Batteries: 2 brand new 12V deep cycle batteries, both fully drip charged. I am only running one battery at a time so far, as I haven't had enough load yet to even barely tap any of the reserve yet. Prior to our first trip, I also went through and replaced all of the incandescent bulbs in the interior with LEDs which I believe made a pretty significant difference on draw. Aside from that, we've only ran the refrigerator and I keep a constant eye on the battery draw to see what my expectancy is going to be for each battery. At this point, I've only been using the meter in the trailer which is a pretty simple bar indicator showing fully charged, but I am also adding in a LED volt meter in line so that I can see what the true voltage is across the batteries.
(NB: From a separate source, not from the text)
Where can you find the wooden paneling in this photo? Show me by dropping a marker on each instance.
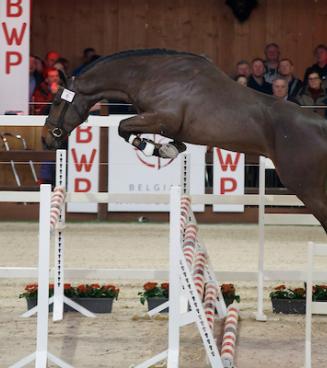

I actually have located the manual for both of these two appliances, however some of the settings in each of the manuals don't quite jive with what is actually on the appliances themselves. For instance, the manual for the Furnace indicates that there should be an "off" setting on the thermostat which does not exist, just a slide setting for turning the heat up. For the water heater, they refer to a on/off switch on the 6 gallon version (like mine) that I do not have (or it is not on the back of the water heater where everything else is).

The more I am opening up service panels though, the more I am noticing that there is some contamination on the metal surfaces. I bought this trailer from someone that was close to the bay area, so I'm starting to think that I need to start by cleaning off of the contact surfaces and making sure I have good electrical contacts.

Also, for the person that mentioned about the propane sensor date, I did check that and it was dated Sept. 1999. Looks like an item on my shopping list, thank you!